Qu’un auteur s’empare d’un sujet d’actualité aussi
inflammable que le conflit syrien et qu’il en tire un récit mesuré, avide de
comprendre, de distinguer les nuances ; un argument récurrent surgit
alors : il n’y connaît rien. Pour parler de la guerre, de zones de
conflits, il faut y être allé et nous épargner les jérémiades angéliques de
bobos châtrés gauchisants. Un argument souvent ânonné par des experts qui n’ont
pas dépassé l’hyper centre et leur barista préféré pour la plupart.
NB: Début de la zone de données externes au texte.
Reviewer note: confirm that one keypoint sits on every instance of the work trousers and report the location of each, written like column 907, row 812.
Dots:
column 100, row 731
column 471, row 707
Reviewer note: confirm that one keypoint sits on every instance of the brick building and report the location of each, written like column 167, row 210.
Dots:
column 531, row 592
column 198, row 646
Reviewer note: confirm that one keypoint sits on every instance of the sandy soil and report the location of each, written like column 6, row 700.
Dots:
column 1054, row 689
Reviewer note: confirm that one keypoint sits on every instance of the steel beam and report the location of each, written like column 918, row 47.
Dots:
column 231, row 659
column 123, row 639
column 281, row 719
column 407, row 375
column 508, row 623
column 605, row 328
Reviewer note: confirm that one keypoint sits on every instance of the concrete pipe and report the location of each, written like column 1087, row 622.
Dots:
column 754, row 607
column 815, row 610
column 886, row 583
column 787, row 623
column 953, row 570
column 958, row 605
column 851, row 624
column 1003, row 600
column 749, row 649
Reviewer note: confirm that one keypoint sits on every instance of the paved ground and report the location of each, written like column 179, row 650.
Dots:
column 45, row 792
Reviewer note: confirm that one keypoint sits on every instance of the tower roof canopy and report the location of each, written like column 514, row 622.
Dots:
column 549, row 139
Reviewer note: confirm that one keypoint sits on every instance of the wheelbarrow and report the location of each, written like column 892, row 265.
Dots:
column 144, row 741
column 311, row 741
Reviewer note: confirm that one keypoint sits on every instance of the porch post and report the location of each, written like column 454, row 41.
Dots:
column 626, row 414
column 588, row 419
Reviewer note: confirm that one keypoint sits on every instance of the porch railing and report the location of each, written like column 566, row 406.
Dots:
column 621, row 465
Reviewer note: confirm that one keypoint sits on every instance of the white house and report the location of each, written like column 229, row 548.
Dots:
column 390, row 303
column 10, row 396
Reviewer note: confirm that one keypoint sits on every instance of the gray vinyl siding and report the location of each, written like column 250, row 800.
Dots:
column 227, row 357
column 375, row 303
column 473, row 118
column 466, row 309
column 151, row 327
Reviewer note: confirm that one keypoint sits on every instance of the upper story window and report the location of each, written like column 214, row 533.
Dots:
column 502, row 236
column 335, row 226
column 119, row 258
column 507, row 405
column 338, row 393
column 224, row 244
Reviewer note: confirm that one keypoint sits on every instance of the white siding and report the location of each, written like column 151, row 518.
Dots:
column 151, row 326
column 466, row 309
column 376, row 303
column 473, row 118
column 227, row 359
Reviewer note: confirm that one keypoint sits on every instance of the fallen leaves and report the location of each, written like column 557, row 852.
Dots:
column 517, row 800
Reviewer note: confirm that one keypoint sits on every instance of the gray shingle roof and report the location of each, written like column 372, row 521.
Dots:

Je suis heureux qu’Elliot Ackerman, vétéran du Corps des
Marines, ancien membre des forces spéciales, ait écrit Le passage. Une chose
qu’on ne pourra pas lui reprocher est de ne pas avoir mis les pieds dans ce nid
de frelons sous acide qu’est le Moyen-Orient.
Ce dont on ne pourra pas lui faire grief non plus, est de
manquer de subtilité. Ackerman n’entonne pas le refrain du treillis couillu,
revenu de tout, qui découpe le monde en tranches géométriques, faciles à
comprendre. Ackerman est un peu l’anti Chris Kyle. Evidemment, Kyle n’a jamais
prétendu devenir écrivain, Elliot Ackerman l’est déjà.
Dans un style posé et précis, Le passage suit un homme,
Haris, en manque de Cause à défendre. Il s’en est choisi une noble : renverser
le régime de Bachar El Assad. Cet ancien traducteur auprès des forces armées
américaines en Irak, est d’une passivité troublante, presque Camusien. Tourné
vers son objectif de rejoindre la Syrie et d’accompagner Daphne, une femme
rencontrée en Turquie, il lui est presque indifférent que Daech ait remplacé
l’ASL, que cette partie du globe ait basculé dans l’obscurantisme absolu.
J’ai peiné à comprendre la cohérence de Haris. Cet homme qui
souhaite se racheter une conscience, n’a rien d’un Islamiste. Il boit, fume, ne
fait jamais sa prière. Puis, j’ai compris : Il veut juste combattre.
Un beau roman sur l’engagement, le sacrifice, sur ce qu’on est prêt à risquer pour s’acheter un maigre espoir. Maîtrisé jusqu’au dénouement déchirant et cruel, Le passage illustre que la guerre est une activité qui permet de se couper de toutes réflexions, alors que cette coupure est rarement une chose à faire.